Saturday, July 04, 2009

Church of England could die out: Anglican bishop

Only 12 per cent of children in the UK are now baptised, and there has also been a collapse in the number of Church weddings, a leading Church of England bishop has warned.

And the Church of England could die out within a generation if the problem isn't tackled, according to Bishop Paul Richardson, assistant bishop of Newcastle.

Pointing to the steep Church decline, Bishop Richardson, in an article in The Sunday Telegraph, said that Britain was “no longer a Christian nation”.

He pointed to figures showing that the number of babies being baptised has fallen from 609 in every 1,000 at the turn of the twentieth century to only 128 in 2006/7. Church marriages have also dropped, he warned.

As one of the Church's longest-serving bishops, the comments by the assistant Bishop of Newcastle are set to fuel the debate over its future.

The General Synod, the Church of England's parliament, will next month consider proposals to cut the number of bishops and senior clergy amid fears over the Church's finances.

Bishop Richardson said: "Many bishops prefer to turn their heads, to carry on as if nothing has changed, rather than face the reality that Britain is no longer a Christian nation.

He said that the Church had lost more than one in ten of its regular worshippers between 1996 and 2006, with a fall from more than one million to 880,000.

"At this rate it is hard to see the Church surviving for more than 30 years though few of its leaders are prepared to face that possibility," said Bishop Richardson.

Nearly half of the population in England regard themselves as belonging to the Church of England, while seven in ten described themselves as Christian in the last census.

However, the bishop said that the fall in Church marriages and baptisms revealed that Britain was no longer a Christian nation.

Bishop Richardson said: "The Church is being hit by a double whammy: on the one hand it confronts the challenge of institutional decline but on the other hand it has to face the rise of cultural and religious pluralism in Britain."

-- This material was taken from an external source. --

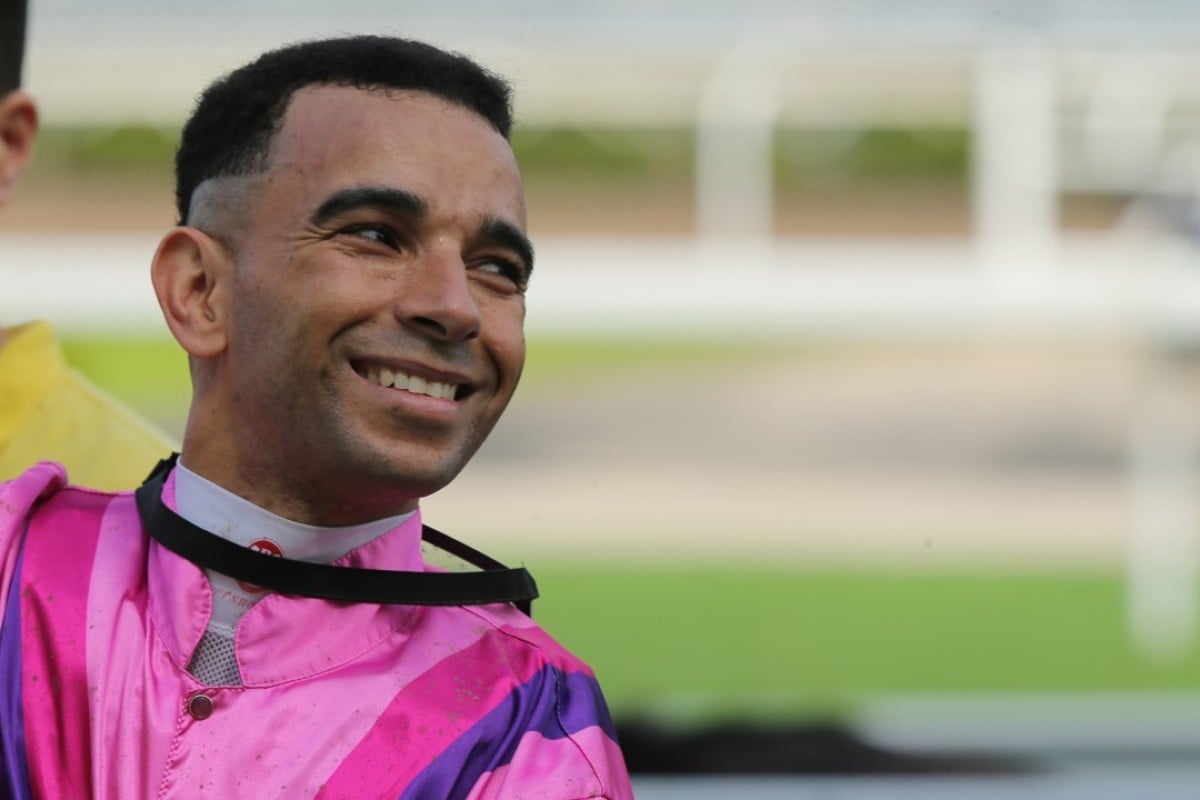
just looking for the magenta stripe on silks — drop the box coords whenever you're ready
[398,667,619,800]
[316,625,603,799]
[0,547,32,800]
[19,492,108,800]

He says that the way the Church responds to this will be "crucial in determining whether it will be able to survive as a viable organisation and make a contribution to national life".

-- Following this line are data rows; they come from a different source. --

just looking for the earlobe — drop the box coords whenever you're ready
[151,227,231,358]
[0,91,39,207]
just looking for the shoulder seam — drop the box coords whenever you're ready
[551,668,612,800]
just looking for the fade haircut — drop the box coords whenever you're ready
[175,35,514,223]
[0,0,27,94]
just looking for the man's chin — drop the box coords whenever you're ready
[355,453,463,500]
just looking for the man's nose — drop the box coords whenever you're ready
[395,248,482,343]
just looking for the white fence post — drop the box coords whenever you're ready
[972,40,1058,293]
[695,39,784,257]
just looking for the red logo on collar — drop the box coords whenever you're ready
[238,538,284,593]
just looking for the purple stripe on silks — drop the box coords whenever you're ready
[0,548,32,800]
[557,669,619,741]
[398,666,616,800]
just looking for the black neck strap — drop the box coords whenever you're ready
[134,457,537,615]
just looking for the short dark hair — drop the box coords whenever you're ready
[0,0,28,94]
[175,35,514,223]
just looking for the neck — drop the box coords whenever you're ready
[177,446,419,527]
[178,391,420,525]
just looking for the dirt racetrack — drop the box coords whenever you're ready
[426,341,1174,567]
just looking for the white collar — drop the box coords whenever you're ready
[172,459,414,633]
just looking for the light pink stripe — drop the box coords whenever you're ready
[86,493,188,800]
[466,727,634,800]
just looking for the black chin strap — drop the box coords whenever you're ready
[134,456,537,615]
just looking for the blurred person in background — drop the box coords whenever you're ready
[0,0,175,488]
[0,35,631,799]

"At present Church leaders show little signs of understanding the situation. They don't understand the culture we now live in."

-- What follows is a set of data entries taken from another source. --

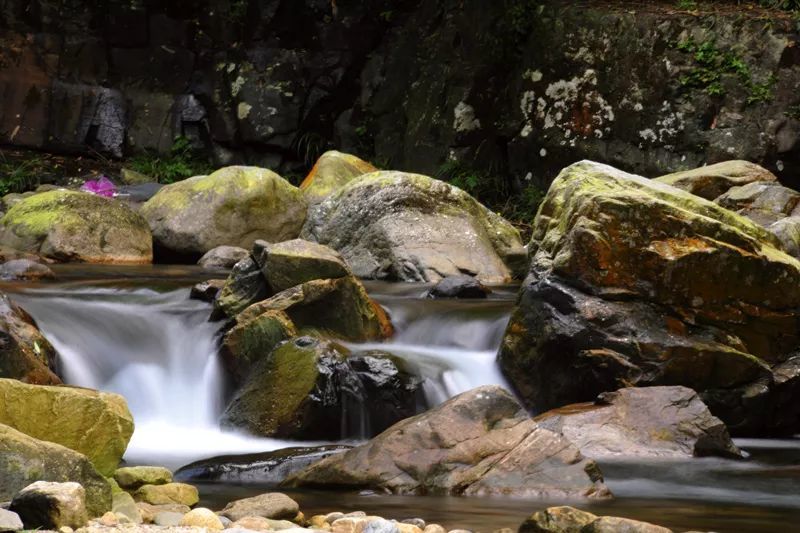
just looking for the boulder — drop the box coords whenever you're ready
[219,493,298,522]
[302,171,525,282]
[519,507,672,533]
[0,292,61,384]
[0,424,110,517]
[10,481,88,530]
[174,445,351,483]
[253,239,351,293]
[285,385,609,498]
[0,190,153,264]
[132,483,198,507]
[425,275,490,299]
[141,166,307,256]
[0,379,134,476]
[300,151,378,205]
[498,161,800,435]
[189,279,226,303]
[535,386,741,459]
[0,509,23,532]
[179,508,224,530]
[715,181,800,225]
[113,467,173,491]
[221,337,422,439]
[220,310,297,384]
[213,256,269,318]
[0,259,55,281]
[654,160,776,200]
[198,246,249,269]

Lord Carey, the former Archbishop of Canterbury has also delivered a bleak assessment of the future of Christianity in this country, claiming previously that Britain's Churches are in such serious decline that if they were shops they would have been declared bankrupt long ago.

Attendance figures on Christmas Day and Christmas Eve have provided encouragement for the Church of England, showing that three million people attend services on these days and as many as 39 per cent go to some sort of Christmas service.